Андрей вернулся стихами.

Он всегда их любил, и по утрам листы, исписанные ею то ли на предрассветной, не проснувшейся ещё заре, то ли поздно ночью – днём-то всё её время сжирала Газета, –  аккуратно выбирал с нижней полки журнального столика и, аккуратно сбив в стопку, молча читал.

Эти листы с четкими сроками строф, почти без правки, стали частью их жизнью, почти ритуалом. И она, заполняя лист за листом стихами, словно просто записывая их из хлынувшего на нее вдруг потока, делала это для него, зная, что он обязательно прочтет.

...Андрей задумчиво смотрел синими своими очами сквозь вьюн, паривший над чашкой кофе и тихо спросил:

 – И это выбросишь?

 – Выброшу, – спокойно отвечала она.

– А ты читал? Не стихи же, брось! Мне на рудник пора. Шофер уже звонил.

И убегала. Газета – всё. Остальное – ноль. Но по ночам – стихи.

Откуда они брались и зачем, она не знала. И не думала об этом.

Пишутся, пусть.
Легче заснуть.
Словно дело доделала, груз с плеч.

А потом как-то прозналось, пошли публикации, выступления по ТВ…

Какой-то строгий дядечка из недавних ссыльных, проведший в Хибинах не один десяток лет, не уехал, когда зону сняли.
Остался.
Многие остались, впрочем…
Ну, так этот дядечка остановил её на редакционной лестнице и тихо так сказал:

– Никогда не бросайте стихов!

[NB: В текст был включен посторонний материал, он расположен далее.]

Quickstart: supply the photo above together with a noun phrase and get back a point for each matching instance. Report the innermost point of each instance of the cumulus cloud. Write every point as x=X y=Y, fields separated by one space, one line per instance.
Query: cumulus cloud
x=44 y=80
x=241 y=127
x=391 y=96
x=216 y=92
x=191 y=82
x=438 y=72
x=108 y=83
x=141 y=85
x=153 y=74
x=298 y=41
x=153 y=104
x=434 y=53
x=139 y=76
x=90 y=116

Никогда.

 – А!

Махнула рукой и побежала дальше, крикнула, оглянувшись:

– Это они меня не бросают!

И убежала.

Но почему-то запомнился ей этот странный взгляд  странного, словно выпавшего из чужого времени, человека, всю взрослую жизнь прожившего в снегах УСЛОНа…

Казалось, так будет всегда.

А потом ей сказали, что её единственный сын убит. И её не стало. Не физически, нет. Она ходила, двигалась, что-то делала. Но никогда, никогда больше она не писала стихов.

Они сами ушли, наверное, кто знает что-нибудь об этом наверняка?

Но привычка ли, предначертанность ли – кто объяснит с достоверностью истины, отчего дельфины танцуют в океанах? – к жизни в  слове не предала ее.

Она писала день и ночь, мысленно и в тетрадке, восстанавливала по капельке жизнь сына, и это наполняло её существование, и оправдывало его в её же глазах.

И всё точнее становилось слово, все богаче раскрывалось звуками и созвучьями, вплетая и выявляя на свет Божий то, что ушло само.

А Андрей молчал.

Помогал, когда стали отниматься руки, – записывал то, что она могла только надиктовать…

А потом не стало Андрея.

И чёрная зима легла на землю, и придавила сугробами слабую тростинку .
И казалось ей, что её больше нет.

Но люди на улицах и в магазинах косились, поглядывали в её сторону, чего-то ждали от нее, чего-то хотели.

И много-много зачем-то лгали, не замечая, что всё – зря.

И так было два месяца. А на третий она вдруг улыбнулась и бросилась искать забытые ручки и листы бумаги, стараясь не потерять зазвучавшие вдруг чеканные строки.

Но пока искала, всё забыла, и на бумагу стало ложиться что-то смутное, нечёткое, неопределённое. Но – и она ахнула! – это были стихи.

 Она сидела над строчкой, которую успела записать, и улыбалась, не видя её от захлестнувшего внезапного и невозможного счастья: Андрей вернулся!

А потом она взглянула на лист белой бумаги. На нем было одно слово – её имя.

То самое её имя, прозвучавшее, как зов, как последний звук, молящий о помощи, и разбудивший  её, когда он уходил от всех, а она всё еще верила, что его спасут! – и, почти  проснувшись, отчетливо увидела его, еще живого, за столиком медсестры, прямого и строгого, измученного – не лечением, нет!..

Измученного…
А рядом с ним средних лет женщина что-то строчила и строчила, торопясь, спотыкаясь о рыхлую бумагу…

Немного, на полстраницы обычной истории болезни.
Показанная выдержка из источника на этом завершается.